Не в силах заставить себя болтать ни о чем, большую часть пути мы просто слушали, как шуршат по асфальту колеса. Стемнело, и к концу пути зарядил дождь. Когда мы доехали до первого холма, я почувствовал, что потоки воды пригнули головки маков к самой земле. Элис повернулась ко мне:
— Я и в самом деле знала.
— Откуда? — спросил я, стараясь не расплакаться, стараясь следить за машинами в зеркало заднего вида.
— Когда ты сказал, что любишь меня, это прозвучало очень печально.
Я высадил ее на том же углу, где встретил утром. Она сказала пару фраз, чтобы как-то подбодрить меня, чтобы я меньше чувствовал свою вину. А затем скрылась за углом, и больше я ее не видел.
Доехав до дома, я посидел с минуту в машине, пытаясь взять себя в руки. Нэнси я буду нужен спокойным, надо, чтобы она видела, что я в полном ее распоряжении. Я открыл дверцу, вышел из машины и безразлично огляделся по сторонам в поисках кошки. Ее нигде не было.

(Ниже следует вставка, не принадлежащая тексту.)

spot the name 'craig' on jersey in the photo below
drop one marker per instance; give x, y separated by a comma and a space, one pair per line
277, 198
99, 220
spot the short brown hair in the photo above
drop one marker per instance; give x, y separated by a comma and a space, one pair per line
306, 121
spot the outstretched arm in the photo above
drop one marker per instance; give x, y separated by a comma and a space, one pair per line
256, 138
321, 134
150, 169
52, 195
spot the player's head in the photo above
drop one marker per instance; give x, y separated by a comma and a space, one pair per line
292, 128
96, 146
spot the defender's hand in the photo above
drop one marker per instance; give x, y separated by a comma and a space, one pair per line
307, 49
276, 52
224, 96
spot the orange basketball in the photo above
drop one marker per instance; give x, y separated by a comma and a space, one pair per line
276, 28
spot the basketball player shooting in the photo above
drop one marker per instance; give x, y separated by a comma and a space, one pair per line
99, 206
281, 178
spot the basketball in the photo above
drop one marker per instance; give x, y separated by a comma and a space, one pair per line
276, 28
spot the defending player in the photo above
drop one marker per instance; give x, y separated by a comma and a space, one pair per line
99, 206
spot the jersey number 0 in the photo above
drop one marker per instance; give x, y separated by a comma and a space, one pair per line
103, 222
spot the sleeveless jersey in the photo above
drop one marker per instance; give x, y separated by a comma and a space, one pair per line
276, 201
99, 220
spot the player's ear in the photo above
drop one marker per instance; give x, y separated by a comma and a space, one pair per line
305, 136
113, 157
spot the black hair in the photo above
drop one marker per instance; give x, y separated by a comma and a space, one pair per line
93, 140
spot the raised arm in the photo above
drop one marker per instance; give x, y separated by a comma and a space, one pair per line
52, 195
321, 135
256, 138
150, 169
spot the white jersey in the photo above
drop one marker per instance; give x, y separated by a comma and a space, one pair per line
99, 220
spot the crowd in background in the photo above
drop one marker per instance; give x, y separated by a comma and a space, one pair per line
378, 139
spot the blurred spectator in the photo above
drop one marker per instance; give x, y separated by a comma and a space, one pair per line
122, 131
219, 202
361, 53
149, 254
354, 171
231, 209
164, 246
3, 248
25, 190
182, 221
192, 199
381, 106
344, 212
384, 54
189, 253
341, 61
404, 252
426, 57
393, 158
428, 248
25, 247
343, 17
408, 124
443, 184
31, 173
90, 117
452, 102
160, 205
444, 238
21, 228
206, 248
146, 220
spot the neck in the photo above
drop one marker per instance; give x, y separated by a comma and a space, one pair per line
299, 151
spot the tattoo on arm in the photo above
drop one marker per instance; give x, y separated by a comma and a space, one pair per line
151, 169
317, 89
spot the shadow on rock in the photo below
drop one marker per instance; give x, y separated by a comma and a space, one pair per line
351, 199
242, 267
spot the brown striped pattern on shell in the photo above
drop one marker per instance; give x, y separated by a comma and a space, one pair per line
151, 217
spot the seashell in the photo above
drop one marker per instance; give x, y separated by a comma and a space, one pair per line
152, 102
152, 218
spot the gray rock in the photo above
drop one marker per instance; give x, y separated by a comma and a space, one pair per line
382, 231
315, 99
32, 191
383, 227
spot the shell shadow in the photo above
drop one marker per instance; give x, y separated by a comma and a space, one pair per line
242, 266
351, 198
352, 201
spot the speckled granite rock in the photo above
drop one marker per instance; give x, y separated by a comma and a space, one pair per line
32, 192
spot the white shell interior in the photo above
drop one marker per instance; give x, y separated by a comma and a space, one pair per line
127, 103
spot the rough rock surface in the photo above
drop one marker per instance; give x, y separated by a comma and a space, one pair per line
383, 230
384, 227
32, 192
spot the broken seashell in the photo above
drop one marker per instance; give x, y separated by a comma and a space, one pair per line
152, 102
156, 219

Нэнси открыла мне дверь со смущенной улыбкой, и я проследовал за ней. Когда я обнял ее, чтобы уверить, что все в порядке, то через ее плечо оглядел кухню пустым взглядом. Все сверкало чистотой; от дневного пиршества не осталось и следа. Мусорное ведро стояло пустое, а на плите что-то булькало. Она приготовила мне ужин.
Сама она есть не стала, но посидела со мной. Курица удалась неплохо, но хуже, чем обычно. Мяса было навалом, но оно было жестковато, и на сей раз Нэнси переборщила со специями. Странный вкус, если уж по правде. Она заметила выражение моего лица и сказала, что ходила к другому мяснику. Мы немного поговорили о том, что случилось с ней днем, но ей и так уже было гораздо лучше. Казалось, ей интересней было обсудить, как изменится ее офис после реорганизации.